接下来，我们将此配置提供给 `Evaluator` 并运行。

In [None]:
# Use TFMA to compute a evaluation statistics over features of a model and
# validate them against a baseline.

# The model resolver is only required if performing model validation in addition
# to evaluation. In this case we validate against the latest blessed model. If
# no model has been blessed before (as in this case) the evaluator will make our
# candidate the first blessed model.
model_resolver = tfx.dsl.Resolver(
      strategy_class=tfx.dsl.experimental.LatestBlessedModelStrategy,
      model=tfx.dsl.Channel(type=tfx.types.standard_artifacts.Model),
      model_blessing=tfx.dsl.Channel(
          type=tfx.types.standard_artifacts.ModelBlessing)).with_id(
              'latest_blessed_model_resolver')
context.run(model_resolver, enable_cache=True)

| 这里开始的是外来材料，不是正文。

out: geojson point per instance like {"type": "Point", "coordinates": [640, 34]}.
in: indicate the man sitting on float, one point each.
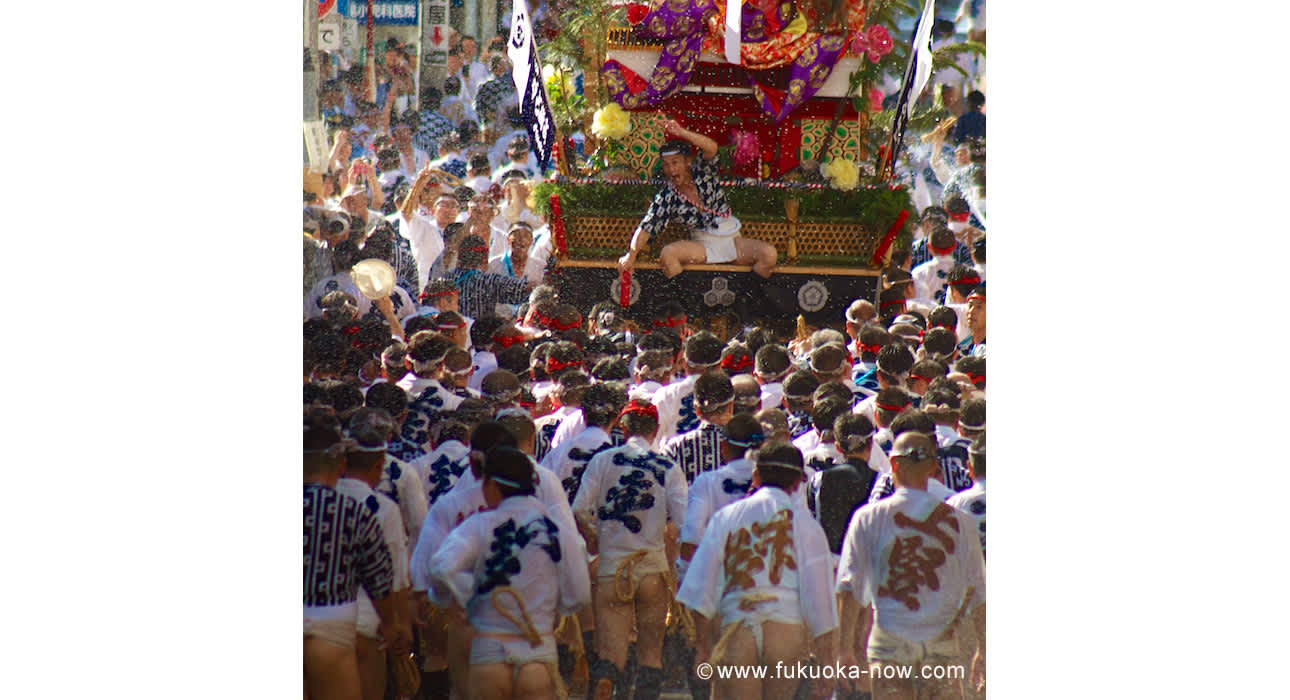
{"type": "Point", "coordinates": [694, 197]}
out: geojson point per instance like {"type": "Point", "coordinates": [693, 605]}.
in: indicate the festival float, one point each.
{"type": "Point", "coordinates": [788, 90]}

evaluator = tfx.components.Evaluator(
    examples=example_gen.outputs['examples'],
    model=trainer.outputs['model'],
    baseline_model=model_resolver.outputs['model'],
    eval_config=eval_config)
context.run(evaluator, enable_cache=True)

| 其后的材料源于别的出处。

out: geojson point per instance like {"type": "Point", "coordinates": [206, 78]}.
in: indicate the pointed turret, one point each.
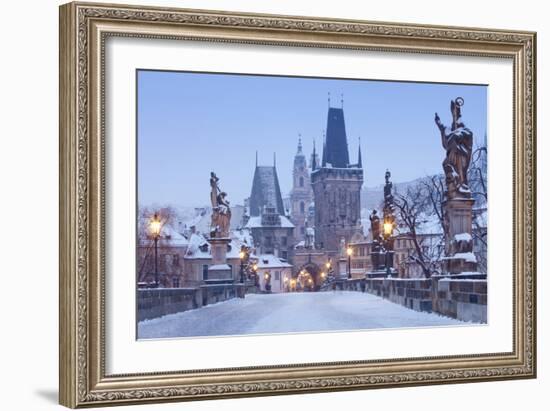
{"type": "Point", "coordinates": [313, 158]}
{"type": "Point", "coordinates": [335, 151]}
{"type": "Point", "coordinates": [359, 159]}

现在，我们检查一下 `Evaluator` 的输出工件。

In [None]:
evaluator.outputs

我们可以使用 `evaluation` 输出来显示整个评估集上全局指标的默认可视化效果。

In [None]:
context.show(evaluator.outputs['evaluation'])

要查看切分后的评估指标的可视化效果，我们可以直接调用 TensorFlow Model Analysis 库。

In [None]:
import tensorflow_model_analysis as tfma

# Get the TFMA output result path and load the result.
PATH_TO_RESULT = evaluator.outputs['evaluation'].get()[0].uri
tfma_result = tfma.load_eval_result(PATH_TO_RESULT)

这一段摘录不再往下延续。